Op een oester
Door: Tim van Oijen
Datum: 1 november 2018
Oesterriffen zijn een hotspot voor biodiversiteit. Niet alleen tussen de oesterschelpen wemelt het van het leven. Uit Iers onderzoek blijkt dat er tientallen planten- en diersoorten op de buitenkant van de oesterschelpen huizen. De soortensamenstelling van deze aangroei verschilt verrassend veel tussen de platte en de Japanse oester.
Op bijna elk oppervlak onder water groeien kleine planten en dieren aan. Op zand, op stenen, maar ook op schilden of schelpen. Krabbenschilden zijn vaak rijk begroeid met algen of zelfs anemonen. In Ierland is een studie uitgevoerd naar de aangroei op oesterschelpen. Net als in Nederland werd de Japanse oester er decennia geleden ingevoerd door oesterkwekers. Ook in Ierland breidde de soort zich buiten de kweekpercelen uit. In het Noord-Ierse Strangford Lough, een inham van de Ierse Zee met een oppervlakte van 150 vierkante kilometer, komen zowel de platte als de Japanse oester voor. Dit bood biologen de kans om de aangroei op beide soorten met elkaar te vergelijken.
Nieuw-Zeelandse zeepok
De onderzoekers verzamelden enkele tientallen oesters langs de laagwaterlijn. Ze deden elke oester met de aangehechte plantjes en diertjes en al voorzichtig in een plastic zakje. In het lab werden deze aangroei gefixeerd, gedetermineerd en geteld. De biologen bepaalden ook het oppervlak van de oesterschelpen door de buitenzijde met aluminiumfolie af te dekken en vervolgens de folie te wegen en met een conversietabel om te zetten naar oppervlak.
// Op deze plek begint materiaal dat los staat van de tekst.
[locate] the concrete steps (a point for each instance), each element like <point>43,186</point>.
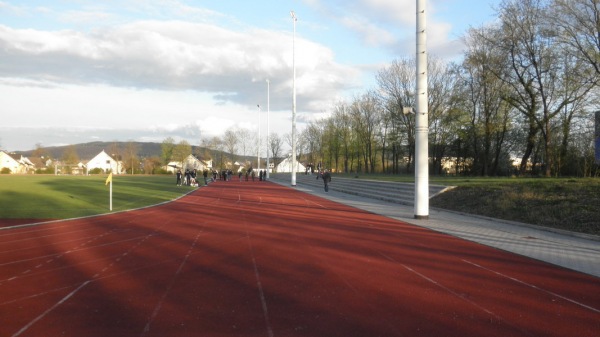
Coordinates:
<point>395,192</point>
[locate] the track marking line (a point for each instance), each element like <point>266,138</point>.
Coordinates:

Op de Japanse oesters zaten 51 verschillende soorten; op de platte 48. Er waren tientallen soorten die exclusief op een van beide oestersoorten voorkwamen. Op de Japanse oester waren de gewone zeepok en de borstelworm Scolelepis spec. meestal aanwezig. Bij de platte oester waren twee algensoorten algemeen: de roodwieren Laurencia pinnatifida en Lithothamnium calcearum. De Nieuw-Zeelandse zeepok en de gewone mossel kwamen op beide soorten veel voor.
Schone schelp
Het verschil in de soortensamenstelling kan volgens de onderzoekers deels worden verklaard met een verschil in de stand van de schelp. De platte oesters staan meer rechtop in het water. Hierdoor heersen er bij deze soort hogere stroomsnelheden langs de schelp. Hierdoor is er weinig sedimentatie van zand en slib op de schelp. Het schone schelpoppervlak maakt de vestiging mogelijk van soorten die gevoelig zijn voor bedekking met sediment. De Japanse oesters liggen vaak schuiner waardoor er meer sedimentatie optreedt en er vooral soorten op zitten die daar goed mee kunnen omgaan.
Het onderzoek laat verder zien dat grote oesters ongeveer dezelfde soorten op zich hebben als kleine. De groei van de schelp lijkt dus niet te leiden tot de vestiging van extra soorten. Er komen alleen meer individuen van de reeds aanwezige soorten bij. Dit komt mogelijk doordat de aanwezige soorten signaalstoffen afgeven die soortgenoten aantrekken of andere soorten juist afschrikken.
Bron
Guy, C., A. Blight, D. Smyth en D. Roberts (2018). The world is their oyster: differences in epibiota on sympatric populations of native Ostrea edulis and non-native Crassostrea gigas (Magallana gigas) oyster. Journal of Sea Research 140, p52-58.